In their purposely slow read, over some time, of the compelling diary, they had come to a point where the urge to find out whether the girl died in the 2011 tsunami or committed suicide, as she constantly threatened, had forced their own relationship to a flash point.

Oliver defuses the situation be reminding Ruth that what they had been reading was ten years old. A decade had passed since Nao’s passionate private reports on pages inserted under cover of Proust’s A la recherché du temps perdu (In Search of Lost Time).

The penny dropped: the urgency that they had experienced to ‘save’ or find the troubled teenager had been overtaken by the reality of history. Time had become an impossible deal, the moment of life and death paradoxical.

At this point the deliciously poetic title of this remarkable, ground-breaking and beautiful novel is driven to a climax. The dense and yet clearly conveyed philosophy of perception and experience of time is nailed down in superbly exposed human emotion and real passion.

Author Ruth Ozeki, shortlisted for Man Booker Prize for this, her third novel, had set the intrigue from the start. “My name is Nao, and I am a time being… someone who lives in time, and that means you, and me, and everyone of us who is, or was, or ever will be.”

Those opening lines of the diary set an ambiguous trap for the reader, into which we happily fall.

As does the fictional Ruth, because as a novelist, she had been struggling with a memoir. Her ‘writer’s block’ – and subsequent tension with her easy-going partner – is contrasted with the blabbermouth writing of the young, outspoken, clever, girl. (Exquisite writing by Ozeki makes this first-person voice memorably vivid.)

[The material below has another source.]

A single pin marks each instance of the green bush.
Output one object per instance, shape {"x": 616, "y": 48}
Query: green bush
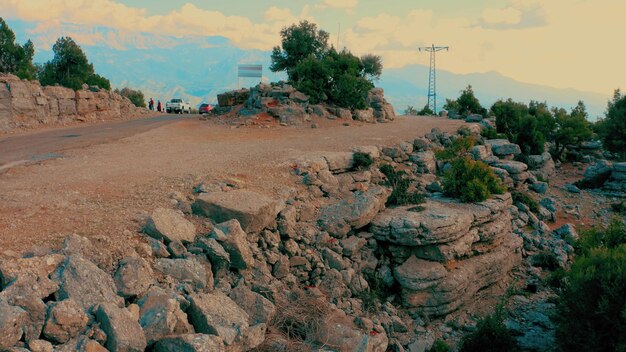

This establishes also the format of the novel. Alternative chapters tell the two stories as they unfold in two historic time zones, places and communities. With this Ozeki sets a nifty rhythm for the reader.

Nao sets out to tell the life story of her 104-year-old anarchist feminist Buddhist nun great-grandmother Jiko. Yet the diary entries in purple ink relate her own sad life.

Displaced in Japanese society after her early childhood in the USA, she writes candidly about the bullying at school, the humiliation, sex and her dysfunctional parents. Shreds of youthful, tragi-comic humour shines though as, after her father’s second failed suicide attempt, she complains that if he is going to do something, he should at least follow through with it.

Her exploration of Buddhism exposes mature intelligence. She discovers that zazen meditation is to “enter time completely”. She responds to Jiko and admires her great-uncle Haruki, who was forced to become a kamikaze pilot and wrote a secret diary in French.

As Ruth reads this on the other side of the world, her life too moves towards clarity – a kind of spiritual understanding of herself as writer. A planned memoir had been stuck for years, as if life simply wouldn’t get on.

The cunning narrative that Ozeki constructs – and it is truly a most readable story with colourful characters, vivid settings and dramatic turns – evolves gently to meditation of the meaning of time. And, ultimately, the significant, private experience of life.

Death is the counter part, the defining moment, the instant history stops: old people dying (Nao’s beloved great-grandmother the Buddhist nun Jiko and Ruth’s mother), persons threatening to commit suicide (both Nao and her hapless father), or having to commit suicide (her great uncle, a kamikaze pilot in the war).

Ozeki is not shy to spread the simulacra and symbols of time around: a war-time watch rewound after many years, faded diaries and old letters, sea currents that take years to move, a nun endlessly old, the change of seasons, and plenty of quotes from Buddhist sages and poets.

Naturally this points to the nature of writing itself. The diary and memoir as report. The novel as a construct of both writer and reader in time. (There is a dynamic ‘magical realist’ moment of reader panic when Ruth discovers or dreams that the rest of Nao’s diary contains only blank pages, hence no conclusion to her story.)

It is all marvellously evocative – and purposefully complex to hook the reader to the arguments. It’s a superb read.

  • This review first appeared in the Cape Times in October 2013.